A Financial Times editor was barred from entering Hong Kong on Thursday just one month after the city’s immigration authorities refused to renew his work visa without explanation, the Times reports.
After several hours of questioning, immigration officers denied Victor Mallet entry on a tourist visa, the latest indication of what appears to be Beijing’s tightening crackdown on free speech in the semiautonomous Chinese territory.
Mallet’s visa rejection last month is widely understood to be retribution for his chairing of an event with independence activist Andy Chan at the city’s Foreign Correspondents’ Club (FCC), a local media hub where Mallet was also vice president. Chan’s fringe political group, the Hong Kong National Party, espouses Hong Kong’s independence from mainland China and is now also banned.
“The FCC is shocked and baffled that the government of Hong Kong has denied entry to Victor Mallet,” the FCC said in a statement Friday. The club also reiterated its demand for an explanation for the “aggravated and disproportionate sanction that seems completely unfounded.”
British citizens are usually permitted to enter Hong Kong for up to 6 months without a visa, according to the U.K. government.
“This action places journalists working in Hong Kong in an opaque environment in which fear and self-censorship may replace the freedom and confidence essential to a free society,” the FCC added.
Hong Kong, a former British colony, was returned to China in 1997 under a 50-year framework called “One Country, Two Systems.” The agreement enshrined political and social freedoms enjoyed under colonial rule that are otherwise anathema to the Chinese government. But many fear those liberties, including free media and speech, have been steadily eroded under an increasingly assertive Beijing.
Mallet’s rejection comes amid a string of recent events that have stoked fears of censorship. On the same day that Mallet was effectively blacklisted, a government-backed Hong Kong arts center canceled two talks by prominent Chinese dissident writer Ma Jian at an annual literary festival this weekend.

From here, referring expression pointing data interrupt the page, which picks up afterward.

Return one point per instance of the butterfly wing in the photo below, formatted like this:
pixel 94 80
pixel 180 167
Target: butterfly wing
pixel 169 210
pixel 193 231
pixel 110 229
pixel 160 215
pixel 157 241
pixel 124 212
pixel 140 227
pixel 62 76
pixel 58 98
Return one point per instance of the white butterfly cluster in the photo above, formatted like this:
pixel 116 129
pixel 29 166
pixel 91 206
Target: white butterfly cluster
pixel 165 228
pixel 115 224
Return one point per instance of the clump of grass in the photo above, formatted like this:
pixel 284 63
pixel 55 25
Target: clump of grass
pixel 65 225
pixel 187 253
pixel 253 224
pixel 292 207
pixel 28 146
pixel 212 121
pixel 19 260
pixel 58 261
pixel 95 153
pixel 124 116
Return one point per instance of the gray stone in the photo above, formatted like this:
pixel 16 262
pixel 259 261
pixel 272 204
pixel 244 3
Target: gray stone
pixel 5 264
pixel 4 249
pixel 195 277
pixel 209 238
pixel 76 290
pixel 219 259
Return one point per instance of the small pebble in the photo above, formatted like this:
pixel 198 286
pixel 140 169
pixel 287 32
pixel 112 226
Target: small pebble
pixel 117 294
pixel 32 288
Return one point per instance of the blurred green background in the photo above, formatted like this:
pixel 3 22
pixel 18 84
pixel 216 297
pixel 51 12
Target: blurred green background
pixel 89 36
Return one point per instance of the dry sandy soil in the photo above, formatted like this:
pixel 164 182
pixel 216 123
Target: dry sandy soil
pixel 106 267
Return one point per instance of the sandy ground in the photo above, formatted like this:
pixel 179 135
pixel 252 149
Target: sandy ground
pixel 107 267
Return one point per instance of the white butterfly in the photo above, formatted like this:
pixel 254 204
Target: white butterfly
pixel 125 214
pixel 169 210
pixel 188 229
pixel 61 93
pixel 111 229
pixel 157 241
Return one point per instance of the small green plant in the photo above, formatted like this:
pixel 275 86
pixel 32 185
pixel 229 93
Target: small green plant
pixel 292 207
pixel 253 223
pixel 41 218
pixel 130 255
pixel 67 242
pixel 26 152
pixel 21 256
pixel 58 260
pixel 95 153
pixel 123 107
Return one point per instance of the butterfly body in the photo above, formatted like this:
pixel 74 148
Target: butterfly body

Last week, an exhibition of a well-known political cartoonist and critic of the Chinese government, Badiucao, was also canceled.
The Financial Times, which is appealing the Hong Kong’s expulsion of the longtime journalist, says it has not yet received an explanation for Mallet’s rejection.
Seventeen former presidents of the FCC have sent a letter to Hong Kong’s chief executive Carrie Lam demanding an explanation.